Re: BUG #19438: segfault with temp_file_limit inside cursor

From: Tom Lane <tgl(at)sss(dot)pgh(dot)pa(dot)us>
To: kuzmin(dot)db4(at)gmail(dot)com
Cc: pgsql-bugs(at)lists(dot)postgresql(dot)org, David Rowley <dgrowleyml(at)gmail(dot)com>
Subject: Re: BUG #19438: segfault with temp_file_limit inside cursor
Date: 2026-03-27 01:02:51
Message-ID: 1106026.1774573371@sss.pgh.pa.us
Views: Whole Thread | Raw Message | Download mbox | Resend email
Thread:
Lists: pgsql-bugs

PG Bug reporting form <noreply(at)postgresql(dot)org> writes:
> I experimented with setting temp_file_limit within a cursor and discovered a
> segmentation fault under certain circumstances.
> The issue exist in the current minors of 14 and 15 (14.22 and 15.17), but I
> was unable to reproduce it in version 16 or higher.

> To reproduce, simply run the following code.

> begin;
> declare cur1 cursor for select c, c c2 from generate_series(0, 1000000)
> x(c) order by c;
> \o /dev/null
> fetch all from cur1;
> set temp_file_limit TO '1MB';
> fetch backward all from cur1;
> rollback ;

Many thanks for the report! I confirm your results that this fails
in v14 and v15 but not later branches. However, I'm quite mystified
why v16 and v17 don't fail. The attached patch fixes it in v15,
and I think we need to apply it to all branches.
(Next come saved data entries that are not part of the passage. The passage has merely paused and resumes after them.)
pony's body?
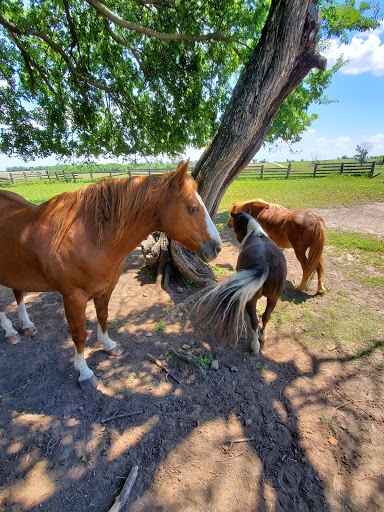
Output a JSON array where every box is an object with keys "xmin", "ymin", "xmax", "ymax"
[
  {"xmin": 196, "ymin": 211, "xmax": 287, "ymax": 354},
  {"xmin": 0, "ymin": 161, "xmax": 222, "ymax": 390},
  {"xmin": 229, "ymin": 199, "xmax": 326, "ymax": 294}
]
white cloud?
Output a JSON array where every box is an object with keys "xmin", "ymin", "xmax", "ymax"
[{"xmin": 322, "ymin": 20, "xmax": 384, "ymax": 76}]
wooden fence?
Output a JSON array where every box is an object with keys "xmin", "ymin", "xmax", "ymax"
[
  {"xmin": 0, "ymin": 161, "xmax": 377, "ymax": 185},
  {"xmin": 239, "ymin": 161, "xmax": 376, "ymax": 179}
]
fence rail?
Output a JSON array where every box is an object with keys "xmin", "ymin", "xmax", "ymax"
[{"xmin": 0, "ymin": 161, "xmax": 377, "ymax": 185}]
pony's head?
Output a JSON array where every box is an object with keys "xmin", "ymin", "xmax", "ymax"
[
  {"xmin": 230, "ymin": 209, "xmax": 265, "ymax": 244},
  {"xmin": 159, "ymin": 161, "xmax": 222, "ymax": 263}
]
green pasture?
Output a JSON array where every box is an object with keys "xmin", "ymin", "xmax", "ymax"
[{"xmin": 1, "ymin": 173, "xmax": 383, "ymax": 209}]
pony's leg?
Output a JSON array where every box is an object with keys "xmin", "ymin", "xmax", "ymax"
[
  {"xmin": 0, "ymin": 305, "xmax": 21, "ymax": 345},
  {"xmin": 245, "ymin": 297, "xmax": 260, "ymax": 354},
  {"xmin": 63, "ymin": 293, "xmax": 98, "ymax": 391},
  {"xmin": 94, "ymin": 289, "xmax": 124, "ymax": 357},
  {"xmin": 13, "ymin": 289, "xmax": 37, "ymax": 336},
  {"xmin": 316, "ymin": 256, "xmax": 326, "ymax": 294},
  {"xmin": 259, "ymin": 297, "xmax": 278, "ymax": 343},
  {"xmin": 293, "ymin": 245, "xmax": 309, "ymax": 291}
]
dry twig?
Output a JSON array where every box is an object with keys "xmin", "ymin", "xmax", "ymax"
[
  {"xmin": 101, "ymin": 410, "xmax": 144, "ymax": 424},
  {"xmin": 335, "ymin": 385, "xmax": 384, "ymax": 427},
  {"xmin": 146, "ymin": 352, "xmax": 181, "ymax": 384},
  {"xmin": 108, "ymin": 465, "xmax": 138, "ymax": 512}
]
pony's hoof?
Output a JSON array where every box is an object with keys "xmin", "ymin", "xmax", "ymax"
[
  {"xmin": 6, "ymin": 334, "xmax": 21, "ymax": 345},
  {"xmin": 23, "ymin": 325, "xmax": 37, "ymax": 336},
  {"xmin": 79, "ymin": 374, "xmax": 99, "ymax": 392},
  {"xmin": 106, "ymin": 346, "xmax": 124, "ymax": 357},
  {"xmin": 316, "ymin": 287, "xmax": 326, "ymax": 295}
]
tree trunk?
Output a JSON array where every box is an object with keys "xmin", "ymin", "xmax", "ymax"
[
  {"xmin": 192, "ymin": 0, "xmax": 326, "ymax": 217},
  {"xmin": 146, "ymin": 0, "xmax": 326, "ymax": 289}
]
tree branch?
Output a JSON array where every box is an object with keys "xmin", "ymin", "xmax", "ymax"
[{"xmin": 85, "ymin": 0, "xmax": 231, "ymax": 42}]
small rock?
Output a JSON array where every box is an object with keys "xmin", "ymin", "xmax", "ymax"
[
  {"xmin": 211, "ymin": 359, "xmax": 219, "ymax": 371},
  {"xmin": 145, "ymin": 333, "xmax": 153, "ymax": 337},
  {"xmin": 81, "ymin": 455, "xmax": 87, "ymax": 463},
  {"xmin": 178, "ymin": 312, "xmax": 183, "ymax": 317},
  {"xmin": 244, "ymin": 418, "xmax": 252, "ymax": 426},
  {"xmin": 100, "ymin": 426, "xmax": 106, "ymax": 432},
  {"xmin": 78, "ymin": 406, "xmax": 84, "ymax": 412},
  {"xmin": 143, "ymin": 293, "xmax": 148, "ymax": 297},
  {"xmin": 176, "ymin": 287, "xmax": 184, "ymax": 293},
  {"xmin": 182, "ymin": 344, "xmax": 191, "ymax": 351},
  {"xmin": 230, "ymin": 365, "xmax": 238, "ymax": 372}
]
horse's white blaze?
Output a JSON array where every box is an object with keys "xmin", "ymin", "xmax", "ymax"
[
  {"xmin": 17, "ymin": 300, "xmax": 34, "ymax": 329},
  {"xmin": 251, "ymin": 329, "xmax": 260, "ymax": 354},
  {"xmin": 196, "ymin": 193, "xmax": 222, "ymax": 245},
  {"xmin": 0, "ymin": 311, "xmax": 18, "ymax": 337},
  {"xmin": 97, "ymin": 324, "xmax": 116, "ymax": 351},
  {"xmin": 73, "ymin": 348, "xmax": 94, "ymax": 381}
]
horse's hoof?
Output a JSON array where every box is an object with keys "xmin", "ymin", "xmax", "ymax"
[
  {"xmin": 106, "ymin": 346, "xmax": 124, "ymax": 357},
  {"xmin": 6, "ymin": 334, "xmax": 21, "ymax": 345},
  {"xmin": 79, "ymin": 374, "xmax": 99, "ymax": 391},
  {"xmin": 317, "ymin": 287, "xmax": 326, "ymax": 295},
  {"xmin": 23, "ymin": 325, "xmax": 37, "ymax": 336}
]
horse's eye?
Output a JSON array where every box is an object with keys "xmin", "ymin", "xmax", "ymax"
[{"xmin": 188, "ymin": 206, "xmax": 199, "ymax": 213}]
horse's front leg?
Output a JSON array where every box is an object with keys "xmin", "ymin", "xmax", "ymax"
[
  {"xmin": 94, "ymin": 287, "xmax": 124, "ymax": 357},
  {"xmin": 0, "ymin": 305, "xmax": 21, "ymax": 345},
  {"xmin": 13, "ymin": 290, "xmax": 37, "ymax": 336},
  {"xmin": 63, "ymin": 292, "xmax": 98, "ymax": 391}
]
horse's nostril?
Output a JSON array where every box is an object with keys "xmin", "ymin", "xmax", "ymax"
[{"xmin": 215, "ymin": 244, "xmax": 222, "ymax": 255}]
What is happening is that the last FETCH is trying to fill the
holdStore of the Portal holding the FETCH execution, and we soon run
out of work_mem and start dumping the tuples into a temp file. While
doing that, we run up against the temp_file_limit and fd.c throws an
error. This leaves the Portal's holdStore in a corrupted state, as a
result of the oversight described and fixed in the attached patch:
we've already deleted some tuples from its in-memory array, but the
tuplestore's state doesn't reflect that. Then during transaction
abort we must clean up the tuplestore (since it's part of a long-lived
data structure), and tuplestore_end therefore tries to delete all the
tuples in the in-memory array. Double free. Kaboom.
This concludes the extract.